If they don't respect your choices, consider finding new friends. And remember, appearances can be deceiving. What you see on social media might not reflect reality. Someone showcasing a luxurious vacation might have put it all on a credit card they can't immediately pay off.

Not Having a Safety Net

Not having a safety net. The key difference between those who struggle financially and self-made millionaires is the latter's habit of saving consistently. The earlier you start saving, the more wealth you can accumulate, whether it's for a rainy day, retirement, investment, or a big purchase.

The savings journey should begin today. After setting a budget and keeping track of your monthly expenses, it's time to regularly put money aside for an emergency fund. Saving 3 to 6 months' worth of expenses to have a safety net for unexpected bills.

Not Investing


Saving money is a good start, but if you don't invest it, you're missing the chance of growing it. Lots of self-made millionaires didn't start with tons of money; they began by saving, even when they didn't have much. 

What made them different was not just saving but also putting their money into investments like stocks or property. As time went on, the mix of saving and investing helped their money grow a lot, turning them into millionaires. 

They made themselves. So if you really want your money to grow and become wealthy, you have to try investing too.
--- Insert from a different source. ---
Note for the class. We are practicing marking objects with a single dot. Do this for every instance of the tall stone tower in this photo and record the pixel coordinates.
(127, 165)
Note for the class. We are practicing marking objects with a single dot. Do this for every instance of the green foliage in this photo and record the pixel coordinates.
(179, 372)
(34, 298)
Investing in stocks, properties, government bonds, and the like can make your money grow more and keep you financially secure for the future.

Paying Too Much in Tax

Failing to plan for taxes often leads to higher tax bills. But you can change that by making a plan to pay less in taxes. Being smart about it means knowing some tricks, like if you put extra money into your retirement fund, you won't have to pay as much tax.

And if you can, having an HSA account can also help lower your tax bill. Investing in a Roth IRA is another cool trick because you don't have to give away any money you make to taxes. Talking to a tax expert is a good idea too, so they can help you find more ways to pay less tax. 
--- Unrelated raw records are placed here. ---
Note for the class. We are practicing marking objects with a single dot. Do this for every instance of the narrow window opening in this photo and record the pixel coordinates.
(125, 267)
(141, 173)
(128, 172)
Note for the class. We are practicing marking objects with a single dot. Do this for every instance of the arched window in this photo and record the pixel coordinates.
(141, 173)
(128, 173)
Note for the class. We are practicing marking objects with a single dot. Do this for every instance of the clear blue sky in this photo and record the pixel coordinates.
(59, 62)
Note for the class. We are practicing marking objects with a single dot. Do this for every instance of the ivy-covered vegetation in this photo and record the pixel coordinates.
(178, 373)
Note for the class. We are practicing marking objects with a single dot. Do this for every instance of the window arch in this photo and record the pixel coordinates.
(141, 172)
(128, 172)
So start doing something now to understand and make the most of your tax situation. It's like keeping more money in your pocket.

Relying on a Single Income Source


Imagine if you only had one way to make money, like a job. That's like having all your eggs in one basket, which is not good as most finance experts agree.

If something happens to that job, you might have no money, and when push comes to shove, you might need to borrow just to get by. But some people have more than one way to make money, like doing a side job. 

This way, if their main job stops, they still have some money coming in. And guess what? Having more than one way to make money aside from their main job lets them save more or pay off their home loan faster. It's like having a safety net for when things don't go as planned. So having different ways to make money is a good idea to be ready for anything.